Now this brings me to my next question: why does it work on gcc's version? Let's check out.
```
(lldb) disas -n gcd
gcd`gcd:
0x555555556289 <+0>:   pushq  %rbp
0x55555555628a <+1>:   movq   %rsp, %rbp
0x55555555628d <+4>:   subq   $0x20, %rsp
0x555555556291 <+8>:   movq   %rdi, -0x18(%rbp)
0x555555556295 <+12>:  movq   %rsi, -0x20(%rbp)
0x555555556299 <+16>:  movq   -0x20(%rbp), %rax
0x55555555629d <+20>:  movq   -0x18(%rbp), %rdx
0x5555555562a1 <+24>:  cmpq   %rax, %rdx
0x5555555562a4 <+27>:  jae    0x22b9                    ; <+48> at gcd-gcc.cpp:5:29
0x5555555562a6 <+29>:  leaq   -0x18(%rbp), %rdx
0x5555555562aa <+33>:  leaq   -0x20(%rbp), %rax
0x5555555562ae <+37>:  movq   %rdx, %rsi
0x5555555562b1 <+40>:  movq   %rax, %rdi
0x5555555562b4 <+43>:  callq  0x2911                    ; _ZSt4swapImENSt9enable_ifIXsrSt6__and_IJSt6__not_ISt15__is_tuple_likeIT_EESt21is_move_constructibleIS4_ESt18is_move_assignableIS4_EEE5valueEvE4typeERS4_SE_ at move.h:196:5
0x5555555562b9 <+48>:  movq   -0x18(%rbp), %rax
0x5555555562bd <+52>:  movq   -0x20(%rbp), %rcx
0x5555555562c1 <+56>:  movl   $0x0, %edx
0x5555555562c6 <+61>:  divq   %rcx
0x5555555562c9 <+64>:  movq   %rdx, -0x8(%rbp)
0x5555555562cd <+68>:  cmpq   $0x0, -0x8(%rbp)
0x5555555562d2 <+73>:  jne    0x22da                    ; <+81> at gcd-gcc.cpp:7:11
0x5555555562d4 <+75>:  movq   -0x20(%rbp), %rax
0x5555555562d8 <+79>:  jmp    0x22ed                    ; <+100> at gcd-gcc.cpp:8:1
0x5555555562da <+81>:  movq   -0x20(%rbp), %rax
0x5555555562de <+85>:  movq   -0x8(%rbp), %rdx
0x5555555562e2 <+89>:  movq   %rdx, %rsi
0x5555555562e5 <+92>:  movq   %rax, %rdi
0x5555555562e8 <+95>:  callq  0x2289                    ; <+0> at gcd-gcc.cpp:3:45
0x5555555562ed <+100>: leave  
0x5555555562ee <+101>: retq   
(lldb) 
```
The instructions look a little bit smaller and it looks like there is no stack canary?
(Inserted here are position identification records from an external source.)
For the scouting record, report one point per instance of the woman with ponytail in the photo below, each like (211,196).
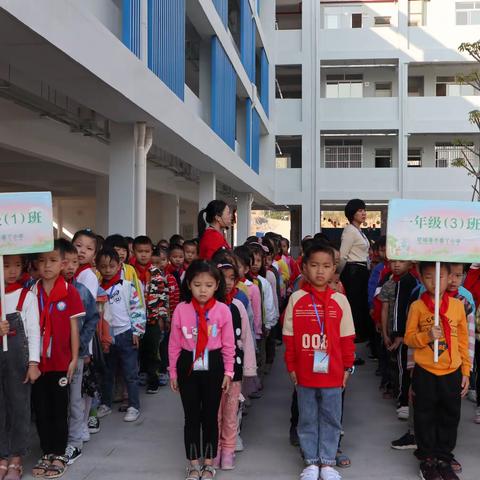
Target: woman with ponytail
(211,223)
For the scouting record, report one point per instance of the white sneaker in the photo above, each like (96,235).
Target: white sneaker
(131,415)
(239,446)
(329,473)
(403,413)
(310,473)
(103,411)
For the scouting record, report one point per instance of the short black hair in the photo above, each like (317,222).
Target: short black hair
(107,253)
(142,240)
(422,266)
(352,207)
(196,268)
(316,247)
(64,246)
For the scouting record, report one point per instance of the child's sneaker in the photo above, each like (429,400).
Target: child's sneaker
(93,425)
(329,473)
(103,411)
(72,453)
(310,473)
(131,415)
(228,460)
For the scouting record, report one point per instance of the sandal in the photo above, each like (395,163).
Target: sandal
(15,472)
(210,470)
(192,470)
(54,470)
(342,460)
(42,465)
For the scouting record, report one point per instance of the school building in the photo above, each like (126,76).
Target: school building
(137,113)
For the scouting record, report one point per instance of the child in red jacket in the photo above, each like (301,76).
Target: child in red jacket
(319,334)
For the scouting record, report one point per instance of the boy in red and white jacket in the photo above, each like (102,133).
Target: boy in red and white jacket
(319,335)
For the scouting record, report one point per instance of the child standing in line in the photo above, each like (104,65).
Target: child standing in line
(319,338)
(86,325)
(438,387)
(201,353)
(18,368)
(126,317)
(245,364)
(59,306)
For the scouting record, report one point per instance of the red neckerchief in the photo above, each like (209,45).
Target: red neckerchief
(81,268)
(107,284)
(430,304)
(202,338)
(230,296)
(143,273)
(59,291)
(322,298)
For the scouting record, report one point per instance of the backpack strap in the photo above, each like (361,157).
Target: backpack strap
(21,299)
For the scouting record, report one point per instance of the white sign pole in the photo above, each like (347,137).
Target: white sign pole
(437,307)
(2,302)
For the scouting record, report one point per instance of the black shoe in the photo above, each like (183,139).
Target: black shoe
(428,470)
(446,471)
(294,440)
(407,442)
I am not sure. A few more things are different. Apart from that everything else seems similar.

## Lessons learnt
In the end I couldn't figure out what broke. I'll probably ask someone smarter.

## Wrapping up
While I definitely was unable to tell what broke, I enjoyed every bit of it. I learned a lot about compiler's behaviour and what looks like seemingly harmless code may just be very unsafe waiting for a disaster to unfold.